Last Updated: Feb 1st 2010
Block BLOBs
- Max BLOB size: 200GB
- Max Block size: 4MB
- Max # of blocks: 50,000
- BLOB doesn't need to be created before blocks can be written
- Block IDs have to be base-64 and URL encoded
- All Block IDs (not a typo, IDs) must be the same length (up to 64 bytes)
- Blocks themselves do not need to be the same length
- Updating blocks does NOT update the last modified time of the BLOB
- Block operations cannot be performed on Page BLOBs
- Block must be commited after writing (else deleted after a week)
- PutBlockList controls the order of blocks in the blob rather than the block ID or
the order in which they were put.
- MSDN says: "optimized for streaming"
- Closing the stream uploads and commits blocks. Unclear if all blocks have to be
memory before any are updated.
Page BLOBs
- Operations must align to both ends of the 512 boundary
- Max put in a single put: 4MB. Contrary docs.
- Max BLOB size: 1TB. Only charged for pages used in it.
- Page ranges can be clear through a special header rather than sending empty data.
Unclear if this is bounded by the 4MB limit (probably not).
- Cleared pages are 'no longer tracked as part of the BLOB'
- Special failure case handling needed around 'Page Blob Sequence Number'
to avoid retry issues
- Writes are automatically committed.
- MSDN says: "optimized for random read/write"
- Backing store for XDrive
- GetPageRanges to avoid downloading empty parts of sparse blobs
- GetBlob(from, to) does not have to be 512 aligned
- OpenWrite throws ‘NotImplemented’ if called on Page BLOBs. (OpenRead is fine)
- Known Bug: GetPageRanges does not set EndOffset. Update: Known bug in Azure ‘high-end’

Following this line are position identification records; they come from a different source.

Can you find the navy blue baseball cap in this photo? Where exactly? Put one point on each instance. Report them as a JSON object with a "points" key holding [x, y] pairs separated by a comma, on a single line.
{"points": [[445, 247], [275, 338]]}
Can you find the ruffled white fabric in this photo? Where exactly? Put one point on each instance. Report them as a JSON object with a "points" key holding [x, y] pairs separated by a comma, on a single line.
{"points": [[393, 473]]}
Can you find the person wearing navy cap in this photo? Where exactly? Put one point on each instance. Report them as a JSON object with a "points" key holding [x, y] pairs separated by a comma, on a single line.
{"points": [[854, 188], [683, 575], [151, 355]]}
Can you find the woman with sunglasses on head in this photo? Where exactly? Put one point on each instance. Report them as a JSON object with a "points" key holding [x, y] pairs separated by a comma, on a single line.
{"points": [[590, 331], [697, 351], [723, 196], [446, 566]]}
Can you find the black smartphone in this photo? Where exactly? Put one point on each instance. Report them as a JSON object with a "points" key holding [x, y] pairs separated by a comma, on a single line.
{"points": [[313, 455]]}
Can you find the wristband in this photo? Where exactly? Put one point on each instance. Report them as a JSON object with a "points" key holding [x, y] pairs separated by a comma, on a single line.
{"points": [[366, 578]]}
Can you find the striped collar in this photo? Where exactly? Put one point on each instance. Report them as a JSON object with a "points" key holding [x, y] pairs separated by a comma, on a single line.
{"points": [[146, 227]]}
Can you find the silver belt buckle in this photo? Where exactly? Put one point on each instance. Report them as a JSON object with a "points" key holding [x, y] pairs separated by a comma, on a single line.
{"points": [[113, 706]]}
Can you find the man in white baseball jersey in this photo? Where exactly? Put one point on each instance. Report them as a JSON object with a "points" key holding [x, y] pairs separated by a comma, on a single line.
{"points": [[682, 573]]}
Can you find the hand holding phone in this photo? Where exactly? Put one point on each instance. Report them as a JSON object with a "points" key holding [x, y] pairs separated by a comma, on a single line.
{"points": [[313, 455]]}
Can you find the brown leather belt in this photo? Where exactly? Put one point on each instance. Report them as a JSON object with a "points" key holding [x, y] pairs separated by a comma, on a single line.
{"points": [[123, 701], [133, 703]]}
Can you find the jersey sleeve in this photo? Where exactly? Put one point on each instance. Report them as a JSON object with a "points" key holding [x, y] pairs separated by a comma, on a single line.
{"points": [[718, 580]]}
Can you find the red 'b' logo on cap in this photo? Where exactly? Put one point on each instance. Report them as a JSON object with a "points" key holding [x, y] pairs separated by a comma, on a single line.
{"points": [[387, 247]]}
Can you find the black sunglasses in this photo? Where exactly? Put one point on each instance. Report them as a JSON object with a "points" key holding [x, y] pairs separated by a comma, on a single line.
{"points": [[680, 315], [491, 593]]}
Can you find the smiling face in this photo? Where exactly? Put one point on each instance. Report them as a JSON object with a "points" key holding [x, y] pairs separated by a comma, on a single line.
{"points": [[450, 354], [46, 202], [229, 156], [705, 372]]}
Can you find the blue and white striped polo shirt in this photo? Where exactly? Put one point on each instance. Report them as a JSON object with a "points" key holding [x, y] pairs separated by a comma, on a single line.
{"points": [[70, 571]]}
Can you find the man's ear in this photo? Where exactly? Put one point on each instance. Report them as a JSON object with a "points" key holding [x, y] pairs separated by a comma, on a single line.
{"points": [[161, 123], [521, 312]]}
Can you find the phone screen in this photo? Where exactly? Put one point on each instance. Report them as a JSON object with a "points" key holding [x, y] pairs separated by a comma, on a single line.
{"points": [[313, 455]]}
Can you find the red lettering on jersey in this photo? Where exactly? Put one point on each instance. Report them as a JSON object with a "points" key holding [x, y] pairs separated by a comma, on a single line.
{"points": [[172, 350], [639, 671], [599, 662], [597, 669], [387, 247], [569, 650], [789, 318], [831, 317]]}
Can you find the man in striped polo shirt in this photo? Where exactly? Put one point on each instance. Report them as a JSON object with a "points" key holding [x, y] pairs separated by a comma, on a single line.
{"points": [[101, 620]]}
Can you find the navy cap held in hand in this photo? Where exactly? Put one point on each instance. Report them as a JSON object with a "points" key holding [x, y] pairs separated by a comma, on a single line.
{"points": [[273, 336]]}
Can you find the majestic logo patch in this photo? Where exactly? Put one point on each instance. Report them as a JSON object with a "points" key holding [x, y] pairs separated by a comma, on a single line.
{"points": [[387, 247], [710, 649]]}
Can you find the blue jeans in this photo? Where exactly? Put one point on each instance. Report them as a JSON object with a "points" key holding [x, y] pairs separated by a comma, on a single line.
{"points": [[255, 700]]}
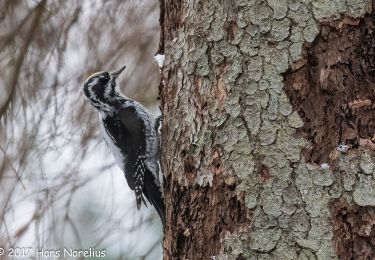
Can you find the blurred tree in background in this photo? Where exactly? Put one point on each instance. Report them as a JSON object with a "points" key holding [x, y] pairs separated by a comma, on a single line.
{"points": [[59, 186]]}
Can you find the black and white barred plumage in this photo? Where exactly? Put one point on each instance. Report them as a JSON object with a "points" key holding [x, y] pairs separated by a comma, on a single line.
{"points": [[132, 134]]}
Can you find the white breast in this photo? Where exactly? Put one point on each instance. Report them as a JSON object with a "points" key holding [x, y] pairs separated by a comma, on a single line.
{"points": [[114, 149]]}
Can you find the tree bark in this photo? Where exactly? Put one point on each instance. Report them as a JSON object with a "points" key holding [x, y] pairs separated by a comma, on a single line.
{"points": [[268, 129]]}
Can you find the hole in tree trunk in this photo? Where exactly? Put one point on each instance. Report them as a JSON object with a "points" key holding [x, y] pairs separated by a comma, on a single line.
{"points": [[334, 90]]}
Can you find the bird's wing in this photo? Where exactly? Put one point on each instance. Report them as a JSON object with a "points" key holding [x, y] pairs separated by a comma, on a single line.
{"points": [[133, 143]]}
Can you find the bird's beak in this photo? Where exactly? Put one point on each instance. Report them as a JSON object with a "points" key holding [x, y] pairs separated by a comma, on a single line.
{"points": [[117, 72]]}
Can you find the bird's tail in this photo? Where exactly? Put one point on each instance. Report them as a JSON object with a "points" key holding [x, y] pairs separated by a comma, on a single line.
{"points": [[154, 195]]}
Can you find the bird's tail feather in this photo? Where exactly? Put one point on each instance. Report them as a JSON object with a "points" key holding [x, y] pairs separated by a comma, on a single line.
{"points": [[154, 195]]}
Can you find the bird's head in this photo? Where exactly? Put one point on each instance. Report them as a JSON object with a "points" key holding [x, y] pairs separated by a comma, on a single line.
{"points": [[99, 88]]}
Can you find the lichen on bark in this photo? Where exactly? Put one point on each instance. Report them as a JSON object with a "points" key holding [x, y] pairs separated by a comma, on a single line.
{"points": [[228, 117]]}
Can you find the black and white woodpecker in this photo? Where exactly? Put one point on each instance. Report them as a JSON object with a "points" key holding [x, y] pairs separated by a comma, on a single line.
{"points": [[132, 134]]}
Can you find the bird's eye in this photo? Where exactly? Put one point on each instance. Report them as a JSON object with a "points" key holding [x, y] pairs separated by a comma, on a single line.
{"points": [[104, 76]]}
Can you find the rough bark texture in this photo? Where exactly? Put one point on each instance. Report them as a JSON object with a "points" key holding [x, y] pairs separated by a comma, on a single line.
{"points": [[240, 153]]}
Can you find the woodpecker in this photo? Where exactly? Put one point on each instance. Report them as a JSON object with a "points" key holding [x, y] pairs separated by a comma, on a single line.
{"points": [[132, 134]]}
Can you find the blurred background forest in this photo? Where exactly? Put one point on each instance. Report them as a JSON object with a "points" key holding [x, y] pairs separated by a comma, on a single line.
{"points": [[59, 184]]}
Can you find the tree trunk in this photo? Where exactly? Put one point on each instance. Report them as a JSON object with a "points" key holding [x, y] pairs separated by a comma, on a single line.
{"points": [[268, 129]]}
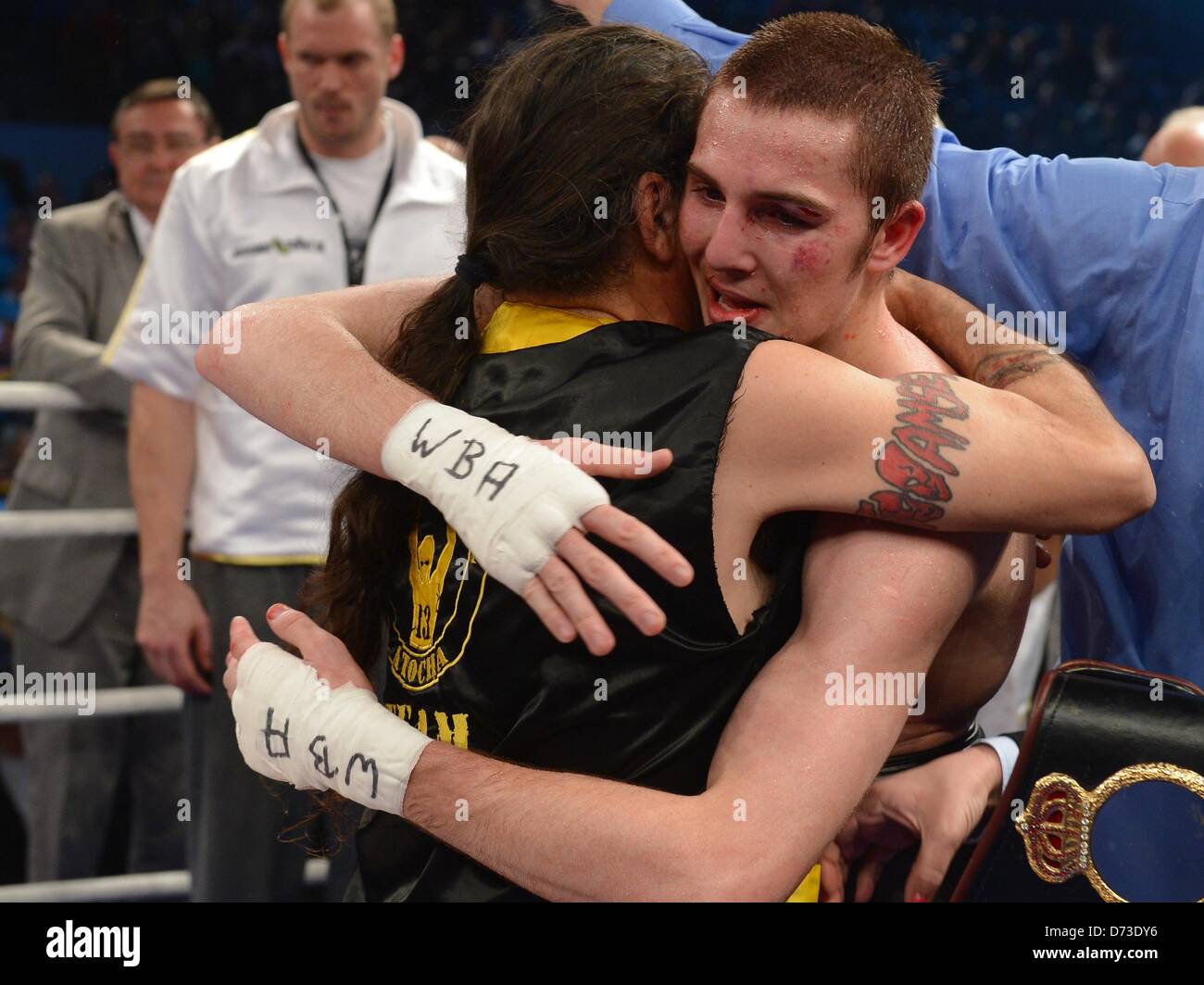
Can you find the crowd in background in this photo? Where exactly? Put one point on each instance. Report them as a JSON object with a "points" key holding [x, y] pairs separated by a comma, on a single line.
{"points": [[1088, 88]]}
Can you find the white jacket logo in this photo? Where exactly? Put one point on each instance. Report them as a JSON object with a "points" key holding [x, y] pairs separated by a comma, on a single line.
{"points": [[94, 941]]}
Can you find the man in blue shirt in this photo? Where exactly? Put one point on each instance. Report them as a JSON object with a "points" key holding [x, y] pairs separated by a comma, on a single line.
{"points": [[1115, 248]]}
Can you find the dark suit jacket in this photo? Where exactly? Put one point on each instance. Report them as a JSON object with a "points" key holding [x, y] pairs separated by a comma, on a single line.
{"points": [[83, 265]]}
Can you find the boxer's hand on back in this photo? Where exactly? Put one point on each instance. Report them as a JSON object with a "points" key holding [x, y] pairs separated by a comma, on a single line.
{"points": [[937, 804], [522, 510], [173, 632]]}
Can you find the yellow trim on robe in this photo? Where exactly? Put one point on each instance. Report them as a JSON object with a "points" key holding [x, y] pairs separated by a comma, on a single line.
{"points": [[518, 325], [264, 560], [808, 890], [119, 333]]}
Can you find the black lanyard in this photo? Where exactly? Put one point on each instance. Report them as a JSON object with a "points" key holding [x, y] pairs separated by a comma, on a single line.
{"points": [[354, 254]]}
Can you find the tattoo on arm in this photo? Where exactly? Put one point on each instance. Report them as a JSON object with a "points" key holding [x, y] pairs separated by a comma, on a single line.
{"points": [[913, 462], [1000, 370]]}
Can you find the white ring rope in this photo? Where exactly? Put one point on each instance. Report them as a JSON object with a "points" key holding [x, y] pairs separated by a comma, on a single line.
{"points": [[29, 524], [39, 397]]}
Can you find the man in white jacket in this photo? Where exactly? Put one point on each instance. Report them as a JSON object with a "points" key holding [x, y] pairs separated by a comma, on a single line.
{"points": [[333, 189]]}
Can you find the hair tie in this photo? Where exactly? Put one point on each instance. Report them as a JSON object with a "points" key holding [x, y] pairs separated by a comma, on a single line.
{"points": [[472, 270]]}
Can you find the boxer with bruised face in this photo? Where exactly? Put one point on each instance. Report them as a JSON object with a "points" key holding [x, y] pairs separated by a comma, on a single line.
{"points": [[709, 761], [801, 200]]}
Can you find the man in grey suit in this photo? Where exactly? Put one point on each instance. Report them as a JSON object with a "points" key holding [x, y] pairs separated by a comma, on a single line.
{"points": [[73, 600]]}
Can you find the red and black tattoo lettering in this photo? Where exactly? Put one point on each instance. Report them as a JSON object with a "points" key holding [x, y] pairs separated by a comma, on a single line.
{"points": [[913, 462]]}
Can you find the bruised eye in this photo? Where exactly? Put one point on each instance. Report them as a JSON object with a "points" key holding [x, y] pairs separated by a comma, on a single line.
{"points": [[782, 217]]}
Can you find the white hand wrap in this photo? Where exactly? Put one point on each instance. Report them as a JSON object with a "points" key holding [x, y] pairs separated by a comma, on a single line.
{"points": [[507, 498], [290, 726]]}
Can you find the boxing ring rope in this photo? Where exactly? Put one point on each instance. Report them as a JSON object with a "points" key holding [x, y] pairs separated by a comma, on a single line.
{"points": [[29, 524], [32, 524], [144, 885], [39, 397]]}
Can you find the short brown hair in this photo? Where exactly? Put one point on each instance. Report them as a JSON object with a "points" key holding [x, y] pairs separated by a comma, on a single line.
{"points": [[160, 91], [846, 69], [384, 11]]}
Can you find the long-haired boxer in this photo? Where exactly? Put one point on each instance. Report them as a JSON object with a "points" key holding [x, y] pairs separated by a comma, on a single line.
{"points": [[709, 803]]}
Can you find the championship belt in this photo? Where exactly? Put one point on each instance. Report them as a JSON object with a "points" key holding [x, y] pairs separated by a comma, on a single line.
{"points": [[1107, 799]]}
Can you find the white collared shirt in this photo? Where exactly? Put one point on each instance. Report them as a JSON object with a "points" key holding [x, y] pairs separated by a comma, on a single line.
{"points": [[245, 221], [143, 228]]}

API wrappers. REST API returns correct values.
Misc
- Leases last 1 min and apply to writes only
- Leasing not supported by the wrappers (REST only)
- Container Metadata: 8KB per container, so no use here.
- Blob Metadata: 8KB per blob (not verified, no details in MSDN). May be better than
reserving pages at the start of the file. Probably not backed up by GFS. Can be
read / written with the blobs under some circumstances
- GetBlob(from, to) over a sparse page blob would make generating summaries easy.
Might be expensive (streaming zeros)
- App probably needs an inexpensive way of finding the min and max dates for which
we have data
XDrive
- Page Blob formatted as NTFS VHF.
- Each VM limited to 8 of these drives
- Each drive limited to 1TB
- Each drive limited to one VM at a time. Snapshots can be mounted by multiple VMs
as read-only drives
Questions
- XDrive VHD? Where is the work done? (for example, if I write 10 bytes, does 10 bytes
go to the cloud or does the client download the page, write 10 bytes, upload the
page?
- Storage account limited to 100TB. While we are not charged for empty pages, do they
contribute towards this limit?
- Does OpenWrite support append?
- Efficiency of reading lots of pages at once